Similarly, patients with diffuse lesions showed not significantly different percent variations in outcome scores compared with patients whose lesions were located on the lateral or the medial patellar facet. In this case, the data reported by Pidoriano et al. [45] and Niemeyer et al. [39] had led us to expect some differences, but our smaller sample size may have affected the result, making such difference undetectable. We did not analyze the main outcome measures by lesion size. In literature some studies have reported no association between defect size and the clinical outcome [29], while other studies had reported a significant association [39].

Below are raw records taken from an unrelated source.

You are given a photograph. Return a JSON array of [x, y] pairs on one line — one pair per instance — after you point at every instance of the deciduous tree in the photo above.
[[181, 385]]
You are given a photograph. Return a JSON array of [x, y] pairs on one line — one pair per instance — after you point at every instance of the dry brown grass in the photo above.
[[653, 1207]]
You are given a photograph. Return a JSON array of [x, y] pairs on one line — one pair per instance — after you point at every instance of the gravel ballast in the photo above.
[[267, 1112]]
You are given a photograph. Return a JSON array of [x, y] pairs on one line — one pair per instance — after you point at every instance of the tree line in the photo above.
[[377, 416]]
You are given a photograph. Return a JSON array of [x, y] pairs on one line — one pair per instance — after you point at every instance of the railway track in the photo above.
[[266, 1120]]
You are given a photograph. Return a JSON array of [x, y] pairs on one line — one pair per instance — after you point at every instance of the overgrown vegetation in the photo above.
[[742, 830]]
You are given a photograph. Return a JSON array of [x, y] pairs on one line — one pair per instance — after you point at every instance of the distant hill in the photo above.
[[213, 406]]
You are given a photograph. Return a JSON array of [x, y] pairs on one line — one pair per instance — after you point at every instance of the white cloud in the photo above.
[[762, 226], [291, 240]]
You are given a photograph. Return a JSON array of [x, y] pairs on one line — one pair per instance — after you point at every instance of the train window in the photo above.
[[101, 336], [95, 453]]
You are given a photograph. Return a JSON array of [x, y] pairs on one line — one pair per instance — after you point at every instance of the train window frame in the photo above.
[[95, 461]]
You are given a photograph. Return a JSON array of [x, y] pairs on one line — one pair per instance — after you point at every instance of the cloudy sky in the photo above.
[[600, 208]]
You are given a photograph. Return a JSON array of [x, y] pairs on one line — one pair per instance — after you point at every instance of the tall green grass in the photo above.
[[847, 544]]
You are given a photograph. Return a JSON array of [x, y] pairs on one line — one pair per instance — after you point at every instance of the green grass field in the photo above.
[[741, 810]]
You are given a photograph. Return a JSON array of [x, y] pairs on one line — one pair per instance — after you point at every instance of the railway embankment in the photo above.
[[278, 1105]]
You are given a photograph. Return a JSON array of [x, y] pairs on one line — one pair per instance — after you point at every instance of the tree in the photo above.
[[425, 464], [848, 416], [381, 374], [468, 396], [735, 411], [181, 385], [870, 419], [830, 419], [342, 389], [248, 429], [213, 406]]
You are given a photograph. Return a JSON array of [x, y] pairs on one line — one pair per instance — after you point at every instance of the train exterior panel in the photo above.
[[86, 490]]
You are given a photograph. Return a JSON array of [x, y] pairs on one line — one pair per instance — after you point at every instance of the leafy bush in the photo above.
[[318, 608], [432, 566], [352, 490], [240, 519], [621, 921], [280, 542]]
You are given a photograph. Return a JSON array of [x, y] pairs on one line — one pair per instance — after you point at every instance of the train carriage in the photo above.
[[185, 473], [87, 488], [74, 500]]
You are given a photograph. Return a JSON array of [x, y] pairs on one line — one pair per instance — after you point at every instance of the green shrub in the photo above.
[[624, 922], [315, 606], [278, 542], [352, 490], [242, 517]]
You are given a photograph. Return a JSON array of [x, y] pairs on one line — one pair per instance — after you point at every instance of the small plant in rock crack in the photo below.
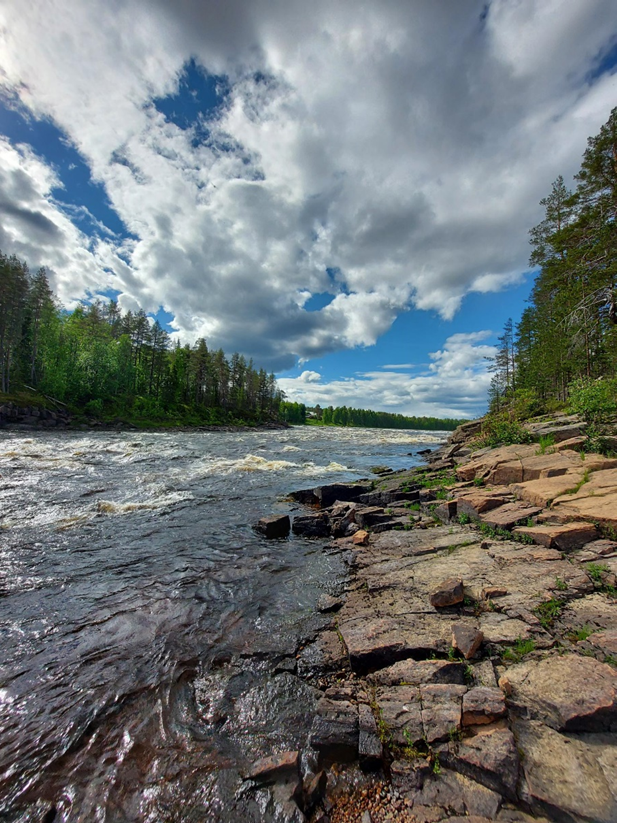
[[549, 611], [518, 650], [582, 633]]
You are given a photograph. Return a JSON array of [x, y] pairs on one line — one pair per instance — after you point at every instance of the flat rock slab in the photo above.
[[600, 509], [565, 775], [570, 693], [542, 492], [416, 672], [565, 537], [509, 515], [483, 705], [490, 757]]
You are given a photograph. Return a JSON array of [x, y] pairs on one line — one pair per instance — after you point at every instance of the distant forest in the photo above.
[[567, 338], [107, 364], [104, 363], [344, 416]]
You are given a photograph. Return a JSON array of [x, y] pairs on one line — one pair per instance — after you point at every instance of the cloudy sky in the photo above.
[[340, 189]]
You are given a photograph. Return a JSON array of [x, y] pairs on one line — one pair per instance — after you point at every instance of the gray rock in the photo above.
[[275, 526]]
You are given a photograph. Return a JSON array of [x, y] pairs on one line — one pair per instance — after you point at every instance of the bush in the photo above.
[[594, 400]]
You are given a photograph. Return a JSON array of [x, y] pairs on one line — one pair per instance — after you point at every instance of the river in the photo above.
[[140, 614]]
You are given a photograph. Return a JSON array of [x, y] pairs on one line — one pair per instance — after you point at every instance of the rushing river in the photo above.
[[129, 578]]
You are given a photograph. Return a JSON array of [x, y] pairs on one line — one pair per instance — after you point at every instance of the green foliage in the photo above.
[[501, 431], [549, 611], [595, 400], [515, 653]]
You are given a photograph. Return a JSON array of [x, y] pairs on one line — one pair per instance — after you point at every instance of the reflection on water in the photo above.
[[138, 610]]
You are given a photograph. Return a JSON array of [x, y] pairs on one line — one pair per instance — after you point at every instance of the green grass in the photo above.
[[519, 650], [549, 611], [580, 634]]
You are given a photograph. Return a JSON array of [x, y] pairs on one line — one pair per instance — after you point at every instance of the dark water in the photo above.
[[141, 617]]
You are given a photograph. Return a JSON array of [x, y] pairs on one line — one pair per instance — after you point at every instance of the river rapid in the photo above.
[[147, 634]]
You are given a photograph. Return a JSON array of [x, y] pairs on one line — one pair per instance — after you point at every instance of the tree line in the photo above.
[[101, 360], [346, 416], [567, 336]]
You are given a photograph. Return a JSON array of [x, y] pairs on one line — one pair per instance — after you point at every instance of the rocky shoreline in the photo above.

According to the PSS, results were excellent in 50% of cases and good in 43% (overall 13/14 patients; 93%). One patient (7%) was not satisfied with the outcome of the procedure. This patient was the one with the highest activity level before the operation (6 points according to the Tegner Score) and the highest expectations. His dissatisfaction was due to incomplete pain relief despite maintaining the same level of functional activity.

The study suffers from some limitations. First of all, the small sample and the 36-month follow-up do not prove that the technique is effective in the longer term. Secondly, non-blinded postoperative assessment may have led to overestimation of favorable outcomes. Finally, the study lacks a control group, although not treating one or the other condition would of course have posed an ethical problem.

Overall, the present data support the case for combining distal realignment and patellar ACI to treat large, isolated patellar cartilage lesions due to severe malalignment. Larger series with longer follow-up are needed better to establish the effectiveness and long-term durability of this therapeutic strategy.